There were ~500MB of unallocated space left which I assume was just deducted from the capacity of the drives in the array because thats how much data the AMD RAID drivers just rawdogged onto there (/reserved) to do their RAID things… (I could probably get that space back by moving the partitions a bit but I don’t think that’s worth the effort).
From all of this I deduce that it definitely was the AMD RAID shenanigans that broke this out of nowhere.
In the boot menu this drive still showed as AMD Raid - after switching the BIOS mode back to AHCI instead of RAID only the new drive showed up and with its usual name instead of AMD Raid.
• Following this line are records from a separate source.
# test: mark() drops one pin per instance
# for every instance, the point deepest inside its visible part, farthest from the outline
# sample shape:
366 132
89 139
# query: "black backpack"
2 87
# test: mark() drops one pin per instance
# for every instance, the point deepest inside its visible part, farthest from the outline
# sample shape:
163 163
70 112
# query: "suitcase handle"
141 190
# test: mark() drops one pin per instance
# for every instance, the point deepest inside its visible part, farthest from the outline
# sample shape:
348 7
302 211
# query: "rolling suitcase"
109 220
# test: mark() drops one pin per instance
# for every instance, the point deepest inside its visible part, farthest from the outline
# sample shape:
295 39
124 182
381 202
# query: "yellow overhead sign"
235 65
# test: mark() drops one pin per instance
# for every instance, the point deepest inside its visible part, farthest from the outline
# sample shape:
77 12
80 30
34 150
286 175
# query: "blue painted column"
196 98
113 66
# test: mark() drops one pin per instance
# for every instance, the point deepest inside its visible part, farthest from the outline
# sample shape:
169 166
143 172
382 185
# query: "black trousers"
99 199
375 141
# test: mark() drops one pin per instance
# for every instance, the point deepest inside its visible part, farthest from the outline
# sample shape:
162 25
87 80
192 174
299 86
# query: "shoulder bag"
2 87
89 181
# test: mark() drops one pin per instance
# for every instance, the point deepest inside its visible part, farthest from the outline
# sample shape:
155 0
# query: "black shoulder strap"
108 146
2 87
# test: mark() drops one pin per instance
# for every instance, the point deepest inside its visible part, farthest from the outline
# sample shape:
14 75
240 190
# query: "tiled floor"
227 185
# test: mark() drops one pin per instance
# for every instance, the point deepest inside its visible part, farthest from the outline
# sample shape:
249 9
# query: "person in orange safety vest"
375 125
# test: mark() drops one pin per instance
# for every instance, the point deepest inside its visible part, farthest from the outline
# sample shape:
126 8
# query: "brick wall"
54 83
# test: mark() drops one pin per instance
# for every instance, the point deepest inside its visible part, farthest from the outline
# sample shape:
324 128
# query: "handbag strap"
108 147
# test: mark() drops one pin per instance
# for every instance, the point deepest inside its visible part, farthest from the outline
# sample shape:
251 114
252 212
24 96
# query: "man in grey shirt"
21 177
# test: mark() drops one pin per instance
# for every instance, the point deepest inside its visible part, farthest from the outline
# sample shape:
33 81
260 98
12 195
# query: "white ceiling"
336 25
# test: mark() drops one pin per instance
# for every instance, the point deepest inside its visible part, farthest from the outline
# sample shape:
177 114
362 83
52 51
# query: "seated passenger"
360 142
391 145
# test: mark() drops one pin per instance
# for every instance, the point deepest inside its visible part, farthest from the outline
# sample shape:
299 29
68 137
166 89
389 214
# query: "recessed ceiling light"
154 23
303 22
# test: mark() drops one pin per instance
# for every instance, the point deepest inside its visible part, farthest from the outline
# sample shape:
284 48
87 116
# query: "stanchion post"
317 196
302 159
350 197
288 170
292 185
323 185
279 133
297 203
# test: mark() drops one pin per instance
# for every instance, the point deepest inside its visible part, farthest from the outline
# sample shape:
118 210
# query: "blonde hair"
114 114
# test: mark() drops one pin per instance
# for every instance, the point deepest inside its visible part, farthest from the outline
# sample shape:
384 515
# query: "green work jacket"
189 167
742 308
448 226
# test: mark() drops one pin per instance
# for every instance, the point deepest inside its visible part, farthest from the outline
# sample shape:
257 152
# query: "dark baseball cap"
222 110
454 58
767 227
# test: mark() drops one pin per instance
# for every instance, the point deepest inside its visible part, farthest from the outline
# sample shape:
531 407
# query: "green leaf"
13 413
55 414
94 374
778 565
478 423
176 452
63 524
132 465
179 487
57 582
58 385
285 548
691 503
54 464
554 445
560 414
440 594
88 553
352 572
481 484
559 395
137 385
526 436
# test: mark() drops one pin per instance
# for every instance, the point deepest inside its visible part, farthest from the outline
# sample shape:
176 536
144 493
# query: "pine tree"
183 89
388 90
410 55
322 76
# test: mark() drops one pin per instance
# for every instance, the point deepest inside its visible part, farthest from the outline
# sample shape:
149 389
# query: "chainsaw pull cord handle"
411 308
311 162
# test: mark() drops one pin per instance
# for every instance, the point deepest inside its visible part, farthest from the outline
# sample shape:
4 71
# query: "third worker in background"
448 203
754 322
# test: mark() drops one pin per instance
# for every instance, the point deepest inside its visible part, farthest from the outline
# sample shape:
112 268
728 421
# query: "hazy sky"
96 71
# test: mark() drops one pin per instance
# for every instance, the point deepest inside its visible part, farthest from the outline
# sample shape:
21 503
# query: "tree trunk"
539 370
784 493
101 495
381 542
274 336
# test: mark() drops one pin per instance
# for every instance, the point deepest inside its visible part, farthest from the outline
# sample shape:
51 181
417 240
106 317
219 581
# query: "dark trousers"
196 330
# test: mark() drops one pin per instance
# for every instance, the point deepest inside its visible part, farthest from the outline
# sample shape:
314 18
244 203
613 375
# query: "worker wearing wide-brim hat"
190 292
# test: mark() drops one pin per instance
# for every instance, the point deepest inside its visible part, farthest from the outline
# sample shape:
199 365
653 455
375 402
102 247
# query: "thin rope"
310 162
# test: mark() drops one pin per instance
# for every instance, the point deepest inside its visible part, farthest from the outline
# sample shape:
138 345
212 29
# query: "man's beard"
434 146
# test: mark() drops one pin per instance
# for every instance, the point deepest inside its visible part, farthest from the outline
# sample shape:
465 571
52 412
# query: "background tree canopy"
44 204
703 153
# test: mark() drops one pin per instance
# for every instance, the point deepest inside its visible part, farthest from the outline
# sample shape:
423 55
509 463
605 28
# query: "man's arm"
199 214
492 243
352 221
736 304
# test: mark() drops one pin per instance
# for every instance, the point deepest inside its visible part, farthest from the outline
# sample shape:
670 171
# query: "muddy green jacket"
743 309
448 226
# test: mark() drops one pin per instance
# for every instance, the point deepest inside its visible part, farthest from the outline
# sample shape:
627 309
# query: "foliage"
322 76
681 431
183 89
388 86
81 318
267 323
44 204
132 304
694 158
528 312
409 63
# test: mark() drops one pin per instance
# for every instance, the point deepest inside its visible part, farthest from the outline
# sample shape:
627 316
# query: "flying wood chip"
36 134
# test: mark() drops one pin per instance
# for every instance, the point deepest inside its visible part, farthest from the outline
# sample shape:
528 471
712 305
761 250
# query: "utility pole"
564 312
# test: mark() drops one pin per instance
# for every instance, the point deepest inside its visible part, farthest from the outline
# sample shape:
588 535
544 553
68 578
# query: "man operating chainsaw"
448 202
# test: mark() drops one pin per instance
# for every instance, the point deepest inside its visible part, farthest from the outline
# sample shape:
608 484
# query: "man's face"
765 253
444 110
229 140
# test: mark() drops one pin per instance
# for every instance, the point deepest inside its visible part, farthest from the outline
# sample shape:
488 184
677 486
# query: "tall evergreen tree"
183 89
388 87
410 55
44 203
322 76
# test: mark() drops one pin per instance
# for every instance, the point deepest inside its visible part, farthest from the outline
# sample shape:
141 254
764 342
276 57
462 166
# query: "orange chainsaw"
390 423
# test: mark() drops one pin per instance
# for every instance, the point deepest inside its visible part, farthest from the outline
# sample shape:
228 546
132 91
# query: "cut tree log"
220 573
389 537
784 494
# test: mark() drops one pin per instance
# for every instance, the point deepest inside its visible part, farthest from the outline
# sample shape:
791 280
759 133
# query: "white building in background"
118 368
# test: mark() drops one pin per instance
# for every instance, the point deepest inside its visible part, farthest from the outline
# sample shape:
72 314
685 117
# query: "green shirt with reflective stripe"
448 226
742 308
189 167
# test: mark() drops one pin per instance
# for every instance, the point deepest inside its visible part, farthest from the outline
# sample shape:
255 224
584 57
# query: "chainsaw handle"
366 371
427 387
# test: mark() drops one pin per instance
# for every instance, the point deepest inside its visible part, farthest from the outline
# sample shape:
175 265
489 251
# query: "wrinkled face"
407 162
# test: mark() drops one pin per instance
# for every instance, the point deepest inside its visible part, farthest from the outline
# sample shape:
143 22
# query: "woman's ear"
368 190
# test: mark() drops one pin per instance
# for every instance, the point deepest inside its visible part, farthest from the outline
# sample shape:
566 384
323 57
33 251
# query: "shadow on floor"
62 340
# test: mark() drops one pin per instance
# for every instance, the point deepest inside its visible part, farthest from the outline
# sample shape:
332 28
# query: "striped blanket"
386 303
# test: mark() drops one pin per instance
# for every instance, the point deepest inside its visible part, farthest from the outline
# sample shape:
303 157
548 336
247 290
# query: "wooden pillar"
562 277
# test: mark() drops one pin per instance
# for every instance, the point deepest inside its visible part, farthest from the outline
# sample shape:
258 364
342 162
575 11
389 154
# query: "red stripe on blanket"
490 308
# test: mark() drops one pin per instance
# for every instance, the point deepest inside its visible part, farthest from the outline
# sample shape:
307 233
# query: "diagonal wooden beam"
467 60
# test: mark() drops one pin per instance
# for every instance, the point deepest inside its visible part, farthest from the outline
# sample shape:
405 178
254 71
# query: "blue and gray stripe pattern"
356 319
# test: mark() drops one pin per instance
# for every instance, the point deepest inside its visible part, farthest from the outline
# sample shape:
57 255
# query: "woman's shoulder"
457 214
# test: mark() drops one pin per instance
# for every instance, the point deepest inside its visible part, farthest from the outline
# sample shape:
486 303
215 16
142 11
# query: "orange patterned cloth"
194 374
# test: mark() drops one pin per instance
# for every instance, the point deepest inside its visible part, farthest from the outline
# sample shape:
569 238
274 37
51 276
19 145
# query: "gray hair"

Trying to boot this way required me to input my recovery key instead of my password multiple times, ultimately failing to boot :confused:
Switching back to RAID mode seemingly reverted to the state before before the switch without breaking it any further.

At this point I don’t see a way to gracefully transition this into a working installation so I shall setup Windows from scratch again after transferring as much data as sensible to some kind of external storage that does not get gobbled up by the AMD RAID making it unusable without having RAID mode enabled.

Also I contacted AMD before and I have received a response in the meantime which basically said: Tough luck, go recreate the array - which I find … impressive :’

Lesson learned: Do not touch AMD RAID, its a bad idea, it will break, just, no.
(I’ve heard bad things about this before - I just understood it as “lacking features, performance bad, not worth the effort” - but this kind of failure mode in this setup makes it kind of a non-starter.)

Motherboard partners also seem to do zero testing of amd raid on bios updates.

It breaks almost every time in a way similar to this. (On wrx80/90).

1 Like

Have been using AM4 SATA and NVMe RAID1 on various x470 and X570 motherboards since 2019, while performance-wise it’s leaving much on the table never had issues with BIOS updates actually breaking things. Strange since I otherwise attract every other bug under the Sun.

PS: Am pretty pissed that AMD doesn’t seem to roll out fixes they did for AM5 for AM4 also since the RAID functionality has nothing to do with the hardware and the AM4 software RAID experience hasn’t improved much since the video you made a few years back.